A genuinely conscious artificial intelligence will still in all likelihood not have the ability to confirm the conformity of its memories of past events or sensory perceptions (if it has any), making it epistemological equivalent to humans in these areas.  Perhaps it could be used to perform elaborate or mundane equations, store information, or simply test the realism of human-AI conversations.  All of these are valid goals for the use of AI, but none of these actually grant humans knowledge of anything more than their perceptions of the AI they brought forth.

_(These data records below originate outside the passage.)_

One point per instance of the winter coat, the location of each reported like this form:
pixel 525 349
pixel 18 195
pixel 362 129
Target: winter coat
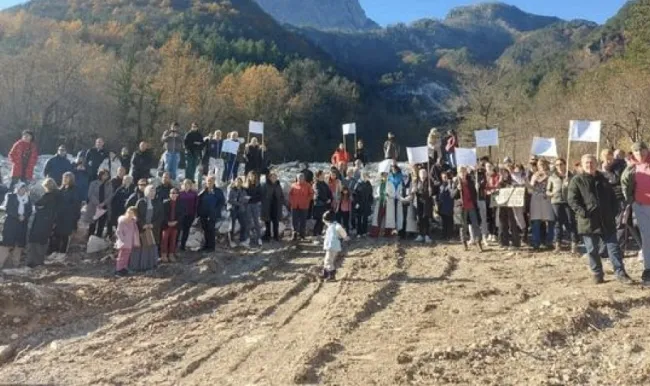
pixel 156 219
pixel 540 204
pixel 360 155
pixel 394 213
pixel 237 199
pixel 69 212
pixel 363 197
pixel 340 156
pixel 189 201
pixel 47 209
pixel 133 198
pixel 120 197
pixel 322 194
pixel 93 160
pixel 211 203
pixel 112 165
pixel 163 191
pixel 125 160
pixel 56 167
pixel 558 187
pixel 128 235
pixel 179 212
pixel 81 184
pixel 424 199
pixel 445 199
pixel 309 176
pixel 14 232
pixel 255 193
pixel 141 165
pixel 593 200
pixel 253 156
pixel 301 195
pixel 272 198
pixel 391 150
pixel 23 156
pixel 93 199
pixel 614 174
pixel 172 144
pixel 194 143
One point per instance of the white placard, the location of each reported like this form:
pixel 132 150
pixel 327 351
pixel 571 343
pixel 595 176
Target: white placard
pixel 255 127
pixel 584 131
pixel 417 155
pixel 385 166
pixel 486 138
pixel 230 146
pixel 465 157
pixel 544 147
pixel 349 128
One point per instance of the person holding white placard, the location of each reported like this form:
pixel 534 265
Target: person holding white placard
pixel 541 209
pixel 466 213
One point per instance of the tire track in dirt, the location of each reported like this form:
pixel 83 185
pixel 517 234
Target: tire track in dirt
pixel 355 345
pixel 283 333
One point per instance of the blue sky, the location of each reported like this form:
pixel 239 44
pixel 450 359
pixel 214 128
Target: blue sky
pixel 393 11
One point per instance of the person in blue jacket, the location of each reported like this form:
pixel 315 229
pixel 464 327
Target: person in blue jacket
pixel 82 180
pixel 58 165
pixel 211 202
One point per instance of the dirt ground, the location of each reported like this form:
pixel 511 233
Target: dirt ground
pixel 399 314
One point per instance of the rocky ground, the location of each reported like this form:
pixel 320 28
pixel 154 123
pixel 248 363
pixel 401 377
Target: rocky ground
pixel 400 313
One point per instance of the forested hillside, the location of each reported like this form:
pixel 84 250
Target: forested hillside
pixel 73 69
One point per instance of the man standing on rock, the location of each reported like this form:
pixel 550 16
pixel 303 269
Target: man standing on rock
pixel 593 200
pixel 94 158
pixel 23 156
pixel 391 148
pixel 636 189
pixel 173 144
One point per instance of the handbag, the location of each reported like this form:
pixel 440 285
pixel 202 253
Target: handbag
pixel 147 239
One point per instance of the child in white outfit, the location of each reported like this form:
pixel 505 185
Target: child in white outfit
pixel 334 233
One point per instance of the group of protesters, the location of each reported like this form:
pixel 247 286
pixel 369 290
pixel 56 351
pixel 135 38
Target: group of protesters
pixel 590 202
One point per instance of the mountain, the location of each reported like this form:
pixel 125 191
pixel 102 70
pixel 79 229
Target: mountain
pixel 346 15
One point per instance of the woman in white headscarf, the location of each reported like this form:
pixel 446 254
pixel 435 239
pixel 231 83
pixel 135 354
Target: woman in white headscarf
pixel 150 218
pixel 14 234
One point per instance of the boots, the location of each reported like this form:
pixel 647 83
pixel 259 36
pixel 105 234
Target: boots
pixel 4 255
pixel 16 255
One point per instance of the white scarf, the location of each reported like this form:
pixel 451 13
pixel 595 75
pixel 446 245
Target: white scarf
pixel 22 201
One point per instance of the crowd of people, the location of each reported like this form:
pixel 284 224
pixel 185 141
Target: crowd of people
pixel 592 201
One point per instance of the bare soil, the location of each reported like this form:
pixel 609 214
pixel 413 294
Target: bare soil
pixel 399 314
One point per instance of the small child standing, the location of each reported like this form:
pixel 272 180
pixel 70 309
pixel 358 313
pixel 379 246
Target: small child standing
pixel 334 233
pixel 345 209
pixel 128 237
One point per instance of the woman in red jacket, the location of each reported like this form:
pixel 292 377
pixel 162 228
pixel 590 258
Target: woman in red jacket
pixel 23 155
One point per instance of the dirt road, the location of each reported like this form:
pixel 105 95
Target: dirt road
pixel 400 313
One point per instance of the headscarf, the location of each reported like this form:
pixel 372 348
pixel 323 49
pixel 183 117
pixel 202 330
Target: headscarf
pixel 22 200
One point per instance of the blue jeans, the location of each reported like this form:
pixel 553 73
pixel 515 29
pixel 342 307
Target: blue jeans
pixel 613 249
pixel 171 163
pixel 537 233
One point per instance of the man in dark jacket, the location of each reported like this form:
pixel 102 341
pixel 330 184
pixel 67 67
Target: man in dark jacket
pixel 125 159
pixel 391 148
pixel 56 166
pixel 211 201
pixel 194 144
pixel 94 158
pixel 163 190
pixel 593 200
pixel 363 197
pixel 141 162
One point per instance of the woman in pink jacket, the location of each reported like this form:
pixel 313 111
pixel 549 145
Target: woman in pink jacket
pixel 128 237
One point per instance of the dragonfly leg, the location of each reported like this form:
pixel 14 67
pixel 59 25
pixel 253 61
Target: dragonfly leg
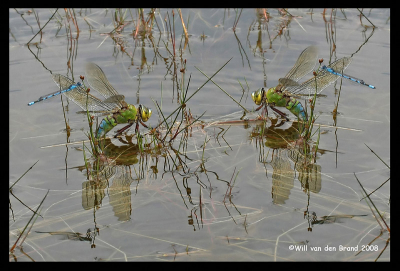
pixel 280 113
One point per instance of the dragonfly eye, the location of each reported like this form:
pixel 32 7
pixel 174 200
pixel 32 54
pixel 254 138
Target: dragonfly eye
pixel 145 113
pixel 257 96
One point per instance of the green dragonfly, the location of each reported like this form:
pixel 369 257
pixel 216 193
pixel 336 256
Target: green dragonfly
pixel 114 107
pixel 286 92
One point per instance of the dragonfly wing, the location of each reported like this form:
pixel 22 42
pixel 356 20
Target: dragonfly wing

Even if it could truly think and perceive rather than only appear to do such things, humans could not prove the AI is telling the truth about which particular physical objects or environments exist beyond human sensory perceptions, which past events have occurred (other than the universe, time, and other contingent things beginning to exist), whether its own consciousness exists, and so on.  It would not matter if the AI could prove these things to itself--which would still be very unlikely at best; humans would not be able to prove that the machine is providing true information.

In other words, even the creation of a conscious AI will neither help humans escape epistemological limitations nor be likely to result in something else that does not share our epistemological limitations.  AI can be useful for practical purposes like data retrieval, simulated friendship, and job automation, certainly.  It can represent the developing scientific research of electronics.  It can fascinate those who hear of it or interact with it (whether it is truly conscious or not).  In spite of every achievement AI encompasses, it cannot free humans from ignorance of that which cannot be proven beforehand by reason.